With a few hours until BoE's Paul Tucker takes the stand, the venerable institution has finally acquiesced to the Freedom of Information Act request from British MP John Mann and released all copies of emails and transcripts of telephone conversations between Tucker and Bob Diamond between 10/1/08 and 11/30/08. The emails make for some fascinating reading when one considers the sources of the conversation. The thrust of the discussion is Tucker's concern at UK Libor rates being considerably higher than US - especially as US rates were dropping; Tucker's 'shock' at the cost of funding for Barclays' government-guaranteed debt; and finally the explanation/admission for why the BoE's liquidity hosepipe was not fixing the solvency problem in British banks - a lack of eligible collateral. Smoking gun maybe; nail in the coffin of independent Central Banks for sure; hangings in the streets - we are not so sure.
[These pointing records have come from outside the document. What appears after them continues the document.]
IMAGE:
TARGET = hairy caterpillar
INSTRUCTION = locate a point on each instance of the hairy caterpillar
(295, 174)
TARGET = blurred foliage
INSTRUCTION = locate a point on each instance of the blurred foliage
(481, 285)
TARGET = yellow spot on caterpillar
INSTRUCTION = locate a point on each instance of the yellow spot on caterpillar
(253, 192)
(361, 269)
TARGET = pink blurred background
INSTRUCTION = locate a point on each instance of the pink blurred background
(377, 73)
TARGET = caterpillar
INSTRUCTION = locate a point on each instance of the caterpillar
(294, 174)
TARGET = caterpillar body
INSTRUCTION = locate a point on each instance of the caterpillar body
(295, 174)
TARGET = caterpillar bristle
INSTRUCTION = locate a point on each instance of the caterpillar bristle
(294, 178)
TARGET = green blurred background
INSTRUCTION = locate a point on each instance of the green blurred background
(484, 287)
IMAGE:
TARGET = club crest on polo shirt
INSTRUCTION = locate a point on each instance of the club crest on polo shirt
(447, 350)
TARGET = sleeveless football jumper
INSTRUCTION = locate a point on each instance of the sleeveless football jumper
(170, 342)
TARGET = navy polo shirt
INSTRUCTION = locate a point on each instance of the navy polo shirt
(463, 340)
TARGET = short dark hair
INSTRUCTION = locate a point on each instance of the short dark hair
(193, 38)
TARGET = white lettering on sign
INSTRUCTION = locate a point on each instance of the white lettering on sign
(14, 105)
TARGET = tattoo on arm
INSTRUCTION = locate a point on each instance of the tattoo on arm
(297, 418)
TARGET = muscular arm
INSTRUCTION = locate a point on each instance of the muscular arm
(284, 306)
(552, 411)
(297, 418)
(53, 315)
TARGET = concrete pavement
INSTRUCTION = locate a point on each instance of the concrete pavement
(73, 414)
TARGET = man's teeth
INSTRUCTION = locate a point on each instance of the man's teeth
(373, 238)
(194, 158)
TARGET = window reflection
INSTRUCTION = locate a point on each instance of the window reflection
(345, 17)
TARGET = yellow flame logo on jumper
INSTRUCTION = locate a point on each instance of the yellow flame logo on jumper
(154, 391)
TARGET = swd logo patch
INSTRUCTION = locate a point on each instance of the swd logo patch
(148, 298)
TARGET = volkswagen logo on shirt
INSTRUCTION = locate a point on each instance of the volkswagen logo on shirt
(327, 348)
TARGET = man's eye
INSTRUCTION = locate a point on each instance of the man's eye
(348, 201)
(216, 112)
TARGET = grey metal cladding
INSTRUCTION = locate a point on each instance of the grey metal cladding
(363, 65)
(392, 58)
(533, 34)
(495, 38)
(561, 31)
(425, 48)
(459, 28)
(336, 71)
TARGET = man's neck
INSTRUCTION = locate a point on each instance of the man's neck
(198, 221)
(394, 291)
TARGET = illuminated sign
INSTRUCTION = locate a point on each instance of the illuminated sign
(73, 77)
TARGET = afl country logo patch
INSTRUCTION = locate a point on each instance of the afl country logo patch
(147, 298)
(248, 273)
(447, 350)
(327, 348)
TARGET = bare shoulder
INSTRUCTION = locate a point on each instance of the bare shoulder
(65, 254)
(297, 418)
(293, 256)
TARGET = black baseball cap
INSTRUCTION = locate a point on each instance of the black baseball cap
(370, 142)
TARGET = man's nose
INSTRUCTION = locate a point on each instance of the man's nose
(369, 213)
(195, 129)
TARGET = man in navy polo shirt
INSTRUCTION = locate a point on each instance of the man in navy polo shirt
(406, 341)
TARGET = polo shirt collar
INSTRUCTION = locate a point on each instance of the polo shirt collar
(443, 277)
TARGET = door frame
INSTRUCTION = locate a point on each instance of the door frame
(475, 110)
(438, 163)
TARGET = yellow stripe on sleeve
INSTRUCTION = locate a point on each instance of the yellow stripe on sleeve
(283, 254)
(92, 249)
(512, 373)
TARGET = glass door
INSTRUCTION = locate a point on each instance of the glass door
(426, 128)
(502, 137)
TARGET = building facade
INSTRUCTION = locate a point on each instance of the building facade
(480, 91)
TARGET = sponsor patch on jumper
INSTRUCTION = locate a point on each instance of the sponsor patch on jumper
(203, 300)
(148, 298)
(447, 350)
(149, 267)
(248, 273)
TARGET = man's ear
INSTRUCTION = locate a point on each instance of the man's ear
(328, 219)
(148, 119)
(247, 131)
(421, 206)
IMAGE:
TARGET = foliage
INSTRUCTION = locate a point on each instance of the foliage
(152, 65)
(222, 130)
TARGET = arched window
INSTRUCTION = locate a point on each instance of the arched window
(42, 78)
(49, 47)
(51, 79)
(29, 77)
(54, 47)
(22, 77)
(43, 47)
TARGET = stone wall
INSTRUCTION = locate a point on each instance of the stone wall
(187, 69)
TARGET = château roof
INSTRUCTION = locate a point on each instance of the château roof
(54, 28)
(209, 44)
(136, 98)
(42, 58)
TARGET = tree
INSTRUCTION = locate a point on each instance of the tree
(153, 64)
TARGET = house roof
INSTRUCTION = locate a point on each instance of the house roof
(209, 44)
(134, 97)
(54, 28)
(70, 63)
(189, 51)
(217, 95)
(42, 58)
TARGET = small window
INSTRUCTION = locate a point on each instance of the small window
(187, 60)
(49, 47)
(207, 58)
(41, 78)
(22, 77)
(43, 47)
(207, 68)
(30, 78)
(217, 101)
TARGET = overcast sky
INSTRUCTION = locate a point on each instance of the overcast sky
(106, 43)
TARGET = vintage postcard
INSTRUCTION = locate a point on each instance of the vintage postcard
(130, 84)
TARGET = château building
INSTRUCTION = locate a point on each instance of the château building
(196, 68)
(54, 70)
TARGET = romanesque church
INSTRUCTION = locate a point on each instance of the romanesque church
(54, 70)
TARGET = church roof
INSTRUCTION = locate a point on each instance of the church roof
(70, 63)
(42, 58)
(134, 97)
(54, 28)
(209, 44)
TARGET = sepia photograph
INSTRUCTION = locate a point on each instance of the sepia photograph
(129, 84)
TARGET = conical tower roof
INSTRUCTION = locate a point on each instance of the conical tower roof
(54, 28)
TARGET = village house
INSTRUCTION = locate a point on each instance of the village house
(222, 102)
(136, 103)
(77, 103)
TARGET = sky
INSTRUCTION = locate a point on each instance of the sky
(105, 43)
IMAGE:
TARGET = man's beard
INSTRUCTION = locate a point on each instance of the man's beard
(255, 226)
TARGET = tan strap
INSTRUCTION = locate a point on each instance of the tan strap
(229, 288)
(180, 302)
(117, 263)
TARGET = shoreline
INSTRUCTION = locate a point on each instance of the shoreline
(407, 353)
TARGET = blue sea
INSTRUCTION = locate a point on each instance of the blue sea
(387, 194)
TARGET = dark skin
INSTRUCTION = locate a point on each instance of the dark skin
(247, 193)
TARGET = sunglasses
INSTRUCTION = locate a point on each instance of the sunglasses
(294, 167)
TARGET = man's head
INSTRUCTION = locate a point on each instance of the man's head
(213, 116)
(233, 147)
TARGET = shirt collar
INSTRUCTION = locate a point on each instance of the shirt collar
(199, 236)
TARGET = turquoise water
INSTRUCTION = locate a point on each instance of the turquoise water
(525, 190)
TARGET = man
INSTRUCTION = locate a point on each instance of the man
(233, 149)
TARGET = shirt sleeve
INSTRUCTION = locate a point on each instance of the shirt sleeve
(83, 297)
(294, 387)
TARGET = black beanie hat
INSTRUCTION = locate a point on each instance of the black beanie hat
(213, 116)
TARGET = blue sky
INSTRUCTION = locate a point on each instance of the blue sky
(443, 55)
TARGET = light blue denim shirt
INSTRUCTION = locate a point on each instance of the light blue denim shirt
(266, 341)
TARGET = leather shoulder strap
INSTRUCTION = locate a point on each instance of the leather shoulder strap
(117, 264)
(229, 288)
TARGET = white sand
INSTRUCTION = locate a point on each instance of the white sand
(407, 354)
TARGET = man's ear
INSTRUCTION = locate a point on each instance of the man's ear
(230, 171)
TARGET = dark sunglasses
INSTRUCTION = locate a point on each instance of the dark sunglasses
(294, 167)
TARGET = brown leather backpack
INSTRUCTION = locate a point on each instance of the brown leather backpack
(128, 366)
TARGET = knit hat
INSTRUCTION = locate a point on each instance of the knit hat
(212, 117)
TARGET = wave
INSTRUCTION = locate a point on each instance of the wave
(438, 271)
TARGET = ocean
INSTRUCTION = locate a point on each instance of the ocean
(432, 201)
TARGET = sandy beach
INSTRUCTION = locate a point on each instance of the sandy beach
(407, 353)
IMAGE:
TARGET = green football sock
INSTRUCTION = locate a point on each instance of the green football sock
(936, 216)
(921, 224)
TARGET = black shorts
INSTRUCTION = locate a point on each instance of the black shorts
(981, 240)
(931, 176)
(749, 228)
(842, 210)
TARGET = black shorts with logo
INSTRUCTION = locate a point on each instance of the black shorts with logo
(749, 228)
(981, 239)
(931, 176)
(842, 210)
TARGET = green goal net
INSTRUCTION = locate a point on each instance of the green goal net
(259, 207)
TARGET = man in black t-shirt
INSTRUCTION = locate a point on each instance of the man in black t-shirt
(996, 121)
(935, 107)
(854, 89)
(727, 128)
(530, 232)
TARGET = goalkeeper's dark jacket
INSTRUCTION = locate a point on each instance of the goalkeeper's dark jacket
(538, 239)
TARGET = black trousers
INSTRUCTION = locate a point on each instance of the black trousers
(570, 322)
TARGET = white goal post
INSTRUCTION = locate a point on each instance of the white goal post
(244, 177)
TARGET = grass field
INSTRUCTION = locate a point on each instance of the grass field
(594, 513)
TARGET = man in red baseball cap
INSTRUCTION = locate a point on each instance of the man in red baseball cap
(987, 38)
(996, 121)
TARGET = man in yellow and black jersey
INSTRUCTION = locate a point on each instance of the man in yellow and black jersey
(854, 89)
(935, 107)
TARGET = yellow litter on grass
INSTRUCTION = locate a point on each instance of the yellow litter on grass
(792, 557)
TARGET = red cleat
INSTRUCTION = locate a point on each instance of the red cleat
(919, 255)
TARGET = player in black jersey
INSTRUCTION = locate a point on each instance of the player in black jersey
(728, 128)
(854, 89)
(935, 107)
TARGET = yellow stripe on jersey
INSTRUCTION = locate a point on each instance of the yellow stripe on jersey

Back in January, an article by Reuters' head financial blogger on the topic of the Greek bond restructuring, which effectively said that Greeks have all the leverage, prompted us to pen Subordination 101 (one of the year's most read posts on Zero Hedge), in which we patiently explained why his proposed blanket generalization was completely wrong, and why litigation arbitrage in covenant heavy UK-law bonds would be precisely the way to go into the Greek restructuring. 4 months later, those who listened to us made a 135% annualized return by getting taken out in Greek UK-law bonds at par, whereas those who listened to Reuters made, well nothing. What is amusing, is that such examples of pseudo-contrarian sophistry for the sake of making a statement, any statement, or better known in the media world as generating "page views", no matter how ungrounded in financial fact, especially from recent Loeb award winners, is nothing new. To wit, we go back to May 29, 2008 where courtesy of the same author, in collaboration with another self-proclaimed Twitter pundit, we read "Defending Libor" in which the now Reutersian and his shoulder-chipped UK-based academic sidekick decide that, no Carrick Mollenkamp and Mark Whitehouse's then stunning and quite incendiary discoveries on Liebor are actually quite irrelevant, and are, to use the parlance of our times, a tempest in a teapot. His conclusion: "What the WSJ has done is come up with a marginally interesting intellectual conundrum: why is there a disconnect between CDS premia, on the one hand, and Libor spreads, on the other? But the way that the WSJ is reporting its findings they seem to think they’re uncovering a major scandal. They’re not." Actually, in retrospect, they are.